The original guff about having a “modern, agile and digitally enabled brand” was always likely to collide with the reality that a name that causes the reader to pause for breath doesn’t work unless you’re sending a text message.

Abrdn executives seem to have spent half their time explaining the pronunciation, or inviting fresh ridicule by grumbling about the wicked media’s “childish jokes”.

The other excuse, back in 2021, was that Scotland’s oil capital had already bagged the relevant website domain names, obliging the company to do something different.

That supposedly insurmountable obstacle has now been removed by becoming, in full, “aberdeen group”, which should not have required great genius. Sir Douglas Flint, the soon-to-depart chair who is normally a plain speaker, could have saved a lot of bother by insisting on common sense at the outset.

Still, at least the numbers are looking better after years of disappointment for shareholders. The recent cost-cutting should be more lasting than the adventures in removing vowels.

Operating profits, after normal adjustments, rose 2% to £255m despite lower revenues. It was the group’s first profits growth for three years. It was also possible to glimpse, for the first time in ages, how this three-legged financial services creation might be able to move forwards in a straight line.

The group is the product of a grand 2017 merger that was a mashup of free-wheeling Aberdeen and sedate Standard Life but has changed immeasurably since then, notably via the 2018 sale of the insurance businesses to Phoenix.

In today’s form, Aberdeen comprises a traditional fund management business, albeit one that must specialise in fields such as emerging markets and real estate to avoid the giant US index trackers; a service platform for independent financial advisers; and Interactive Investor, the retail platform for DIY retail investors that was acquired on Bird’s watch for £1.5bn.

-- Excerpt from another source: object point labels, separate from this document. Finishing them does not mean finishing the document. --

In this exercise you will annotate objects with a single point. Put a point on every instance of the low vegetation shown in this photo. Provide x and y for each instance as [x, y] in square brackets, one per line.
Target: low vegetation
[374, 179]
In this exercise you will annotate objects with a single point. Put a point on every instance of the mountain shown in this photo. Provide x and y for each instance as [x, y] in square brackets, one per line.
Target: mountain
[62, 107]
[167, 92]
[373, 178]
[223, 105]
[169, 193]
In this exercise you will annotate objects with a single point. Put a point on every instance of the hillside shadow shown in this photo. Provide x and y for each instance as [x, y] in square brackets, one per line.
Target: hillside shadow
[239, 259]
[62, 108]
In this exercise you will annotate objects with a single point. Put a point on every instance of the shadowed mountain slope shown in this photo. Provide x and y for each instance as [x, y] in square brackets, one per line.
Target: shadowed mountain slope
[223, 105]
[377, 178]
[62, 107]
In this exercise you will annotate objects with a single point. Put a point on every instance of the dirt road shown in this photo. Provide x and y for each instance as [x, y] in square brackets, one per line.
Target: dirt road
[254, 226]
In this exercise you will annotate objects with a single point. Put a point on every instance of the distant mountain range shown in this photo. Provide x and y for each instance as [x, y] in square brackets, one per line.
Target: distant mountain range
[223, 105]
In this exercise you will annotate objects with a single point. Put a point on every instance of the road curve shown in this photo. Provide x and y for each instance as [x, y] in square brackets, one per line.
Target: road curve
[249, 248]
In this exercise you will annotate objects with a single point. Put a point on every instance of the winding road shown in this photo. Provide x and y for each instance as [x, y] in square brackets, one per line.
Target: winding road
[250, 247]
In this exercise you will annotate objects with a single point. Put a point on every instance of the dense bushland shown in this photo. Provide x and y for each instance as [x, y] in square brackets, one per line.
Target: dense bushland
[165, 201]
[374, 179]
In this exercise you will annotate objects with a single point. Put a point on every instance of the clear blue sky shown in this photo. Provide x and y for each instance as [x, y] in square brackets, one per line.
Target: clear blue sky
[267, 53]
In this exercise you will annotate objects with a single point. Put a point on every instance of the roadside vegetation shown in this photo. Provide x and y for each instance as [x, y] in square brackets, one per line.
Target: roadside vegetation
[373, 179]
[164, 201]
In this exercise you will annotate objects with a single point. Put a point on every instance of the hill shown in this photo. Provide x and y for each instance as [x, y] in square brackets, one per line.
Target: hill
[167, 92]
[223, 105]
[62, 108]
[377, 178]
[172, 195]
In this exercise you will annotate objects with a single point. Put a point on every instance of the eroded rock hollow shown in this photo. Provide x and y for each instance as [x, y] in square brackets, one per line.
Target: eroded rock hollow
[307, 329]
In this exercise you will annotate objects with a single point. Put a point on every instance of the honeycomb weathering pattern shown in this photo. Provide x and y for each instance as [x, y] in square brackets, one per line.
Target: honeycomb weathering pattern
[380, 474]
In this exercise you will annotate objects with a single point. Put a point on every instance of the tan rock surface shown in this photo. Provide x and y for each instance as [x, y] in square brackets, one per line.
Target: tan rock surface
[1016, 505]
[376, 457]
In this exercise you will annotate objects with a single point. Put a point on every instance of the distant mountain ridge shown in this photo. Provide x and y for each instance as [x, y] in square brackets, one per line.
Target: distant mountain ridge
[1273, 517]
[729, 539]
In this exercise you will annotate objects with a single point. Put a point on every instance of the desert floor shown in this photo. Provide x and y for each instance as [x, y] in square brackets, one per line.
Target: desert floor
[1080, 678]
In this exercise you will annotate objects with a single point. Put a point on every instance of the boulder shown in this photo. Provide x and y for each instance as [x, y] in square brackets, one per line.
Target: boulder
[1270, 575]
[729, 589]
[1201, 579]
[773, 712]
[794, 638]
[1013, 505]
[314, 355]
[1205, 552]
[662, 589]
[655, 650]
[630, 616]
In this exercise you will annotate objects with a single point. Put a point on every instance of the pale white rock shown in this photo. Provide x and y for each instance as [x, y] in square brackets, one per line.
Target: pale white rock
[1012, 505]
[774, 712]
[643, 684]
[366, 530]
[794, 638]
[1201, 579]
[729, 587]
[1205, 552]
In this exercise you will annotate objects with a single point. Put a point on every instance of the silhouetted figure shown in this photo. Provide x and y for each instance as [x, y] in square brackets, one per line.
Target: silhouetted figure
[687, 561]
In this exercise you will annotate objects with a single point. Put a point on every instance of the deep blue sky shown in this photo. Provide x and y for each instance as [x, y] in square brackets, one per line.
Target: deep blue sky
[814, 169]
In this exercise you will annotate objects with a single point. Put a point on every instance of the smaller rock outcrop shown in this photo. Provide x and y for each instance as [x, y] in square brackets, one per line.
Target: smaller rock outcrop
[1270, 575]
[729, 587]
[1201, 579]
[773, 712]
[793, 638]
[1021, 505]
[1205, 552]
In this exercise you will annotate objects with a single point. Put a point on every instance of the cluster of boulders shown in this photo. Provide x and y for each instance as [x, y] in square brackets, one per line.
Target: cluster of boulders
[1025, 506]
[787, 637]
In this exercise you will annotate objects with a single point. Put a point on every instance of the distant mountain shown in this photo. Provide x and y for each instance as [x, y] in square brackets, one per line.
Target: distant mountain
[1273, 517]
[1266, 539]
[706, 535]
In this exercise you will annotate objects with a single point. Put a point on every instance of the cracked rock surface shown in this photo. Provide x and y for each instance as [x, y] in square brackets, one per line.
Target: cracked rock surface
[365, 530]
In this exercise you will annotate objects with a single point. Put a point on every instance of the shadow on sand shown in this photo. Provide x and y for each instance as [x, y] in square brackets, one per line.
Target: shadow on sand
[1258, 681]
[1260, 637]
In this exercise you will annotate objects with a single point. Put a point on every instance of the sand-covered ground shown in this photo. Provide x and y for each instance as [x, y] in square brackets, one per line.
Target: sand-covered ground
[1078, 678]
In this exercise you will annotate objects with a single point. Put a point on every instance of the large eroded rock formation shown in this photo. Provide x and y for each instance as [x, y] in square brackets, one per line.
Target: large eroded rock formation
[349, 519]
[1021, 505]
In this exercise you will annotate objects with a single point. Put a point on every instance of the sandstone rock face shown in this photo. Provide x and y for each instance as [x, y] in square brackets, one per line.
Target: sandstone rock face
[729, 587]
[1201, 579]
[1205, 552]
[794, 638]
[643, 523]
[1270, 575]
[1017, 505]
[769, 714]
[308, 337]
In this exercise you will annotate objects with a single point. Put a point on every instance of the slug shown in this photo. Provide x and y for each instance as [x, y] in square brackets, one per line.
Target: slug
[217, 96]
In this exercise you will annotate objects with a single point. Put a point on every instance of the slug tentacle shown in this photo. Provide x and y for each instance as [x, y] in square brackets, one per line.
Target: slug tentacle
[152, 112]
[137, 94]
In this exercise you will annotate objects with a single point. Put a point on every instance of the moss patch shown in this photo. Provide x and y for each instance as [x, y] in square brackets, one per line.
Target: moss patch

The mix is now styled as a “wealth and investments group” and, despite its oddness, all three units ought to be capable of growth and staying under the same roof.

In his other eye-catching move, Windsor, promoted from chief financial officer a year after arrival from Aviva, started by setting a target for operating profits – £300m in 2026, or about a fifth better than the 2024 outcome – which read as a statement of confidence. The shares rose 7%, a rare experience for investors in recent years.

We’ve been here before with this company, of course. In his time, ex-Citigroup Bird was also presented as a new broom. But ditching the distraction of a ridiculous name is a credibility-enhancing start.

Other companies take note: if you have to ask how to pronounce a new name, you’ve got the wrong one. The only exception is Relx, the brilliantly performing (and two syllable) analytics business that is now the UK’s fifth largest listed company.